もし筆を進めた結果自分の望んだ物にならず、しかも元の状態に戻す為には多大な手間が掛かる状況ならば、絵描きは慎重に”先の絵”を想像し、そこに持って行く為に「投影」を手放さないようにしようと努めるだろうが、デジタル環境下の制約の無さに馴れてしまうと「よく分からんがとりあえずやってみて、ダメだったら別の手を考えよう」という癖が付く恐れがある。気楽に筆を置き、間違ったと思ったらCtrl+Zを押す。この過程に「投影」が必要な余地は残されていない。

「投影」とは「未来」を視続けることである。まだ描いていない絵の完成図を紙の上に視て、そこへ向かって一歩ずつ筆を進めることが本来的な「絵を描く」という事であり、この文書で定義された「絵の上手」に到る道筋だ。キャンバスにペンキをぶちまけて芸術にする事もあるだろうが、そういうやり方は今俎上に上げない。ソフトの補助機能を使う時でも、実行ボタンを押すその瞬間まで望んだ結果を画面の上に視続け、それと結果が一致しない場合はすぐさまCtrl+Zを押すくらいの気概で臨むのが「投影」を手放さない為の使い方である。

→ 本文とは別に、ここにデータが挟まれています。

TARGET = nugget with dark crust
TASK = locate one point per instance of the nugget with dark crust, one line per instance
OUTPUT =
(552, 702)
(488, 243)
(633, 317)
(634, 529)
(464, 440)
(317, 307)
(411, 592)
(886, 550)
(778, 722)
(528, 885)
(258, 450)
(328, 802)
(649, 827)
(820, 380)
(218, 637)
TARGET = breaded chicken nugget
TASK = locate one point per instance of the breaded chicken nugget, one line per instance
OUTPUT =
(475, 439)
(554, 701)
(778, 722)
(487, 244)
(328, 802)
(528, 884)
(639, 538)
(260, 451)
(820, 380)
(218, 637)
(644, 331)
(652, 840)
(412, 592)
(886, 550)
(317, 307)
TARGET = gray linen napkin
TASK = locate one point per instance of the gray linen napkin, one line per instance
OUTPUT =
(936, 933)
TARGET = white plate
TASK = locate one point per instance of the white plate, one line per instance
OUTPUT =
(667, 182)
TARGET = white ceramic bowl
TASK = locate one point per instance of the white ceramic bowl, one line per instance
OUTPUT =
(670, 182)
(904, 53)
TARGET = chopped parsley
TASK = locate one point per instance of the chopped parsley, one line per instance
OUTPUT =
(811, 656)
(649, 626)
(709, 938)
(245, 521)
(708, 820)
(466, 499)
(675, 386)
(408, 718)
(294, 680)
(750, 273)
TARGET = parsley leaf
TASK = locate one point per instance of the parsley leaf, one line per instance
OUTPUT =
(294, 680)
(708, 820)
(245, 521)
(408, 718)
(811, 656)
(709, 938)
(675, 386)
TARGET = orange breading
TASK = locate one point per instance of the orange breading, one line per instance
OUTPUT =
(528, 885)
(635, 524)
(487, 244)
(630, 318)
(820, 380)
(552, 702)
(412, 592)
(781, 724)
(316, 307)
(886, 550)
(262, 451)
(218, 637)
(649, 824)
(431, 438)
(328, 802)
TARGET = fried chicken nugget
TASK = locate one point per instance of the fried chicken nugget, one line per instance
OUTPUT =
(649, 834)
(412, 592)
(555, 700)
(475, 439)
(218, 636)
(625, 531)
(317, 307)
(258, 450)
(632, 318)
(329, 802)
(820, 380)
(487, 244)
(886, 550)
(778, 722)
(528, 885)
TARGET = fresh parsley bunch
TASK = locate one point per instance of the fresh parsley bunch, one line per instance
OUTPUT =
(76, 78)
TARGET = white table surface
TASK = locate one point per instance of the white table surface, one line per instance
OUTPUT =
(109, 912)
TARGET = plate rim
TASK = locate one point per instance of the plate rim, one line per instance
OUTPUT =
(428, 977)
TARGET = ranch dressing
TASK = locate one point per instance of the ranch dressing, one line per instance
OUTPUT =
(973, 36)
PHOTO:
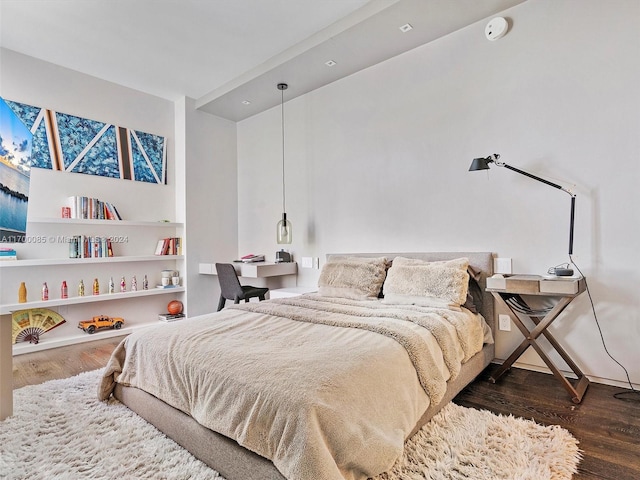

勿論、これは練習の時の話であって、仕事でやってる時には「望んでいた結果よりもたまたま良くなった場合」に限り、有難くその実を頂戴する事にやぶさかではないのだが。

目的に合った使い方を探す

ではデジタルで絵を描くのはやめるべきなのだろうか。そんな事はない。じゃんじゃん使うといい。デジタルデータは輸送コストがかからず複製も可能なので、それを発注する側も大助かりである。システムさえ構築してしまえばランニングコストも殆どかからず、時間による劣化もない。それで済む界隈ではデジタルデータはこれからもどんどん需要が増えるだろう。細かな変更や要望に臨機応変に対応出来るのもデジタルの強みである。

しかし、そこには罠がある。デジタルで出来る事は「絵の体裁を上げる事」に集中していて「絵描きを上達させる」事に関してはまるで考慮されていない。画像の複製や3Dデータ、描画補助機能の導入で著しく手間を減らせる事は出来るが、それはその絵を描く機会を自らの手で一つ潰したという事でもある。

デジタルなら描画過程を簡単に記録出来るので、自身が辿ったステップを後から確認する事で客観視しやすくなるし、筆を持つ手さえ視界から消せる為、拡大縮小の罠さえ回避出来ればアナログ作業よりも「投影」を快適に行う事も出来る。今何をする為に絵を描くのかを明確に自覚し、絵を完成させる為のフェイズと、自身の腕を磨く為のフェイズで使い方を変えて対応するのが望ましい。

敷居が下がっても行かねばならない距離は変わらないのだから、その道程を確実に埋める為に個々のツールの本質を理解し、絵の為ではなく自身の為になる描き方を模索しなければ望んだ場所まで辿り着けなくなる可能性は高いのである。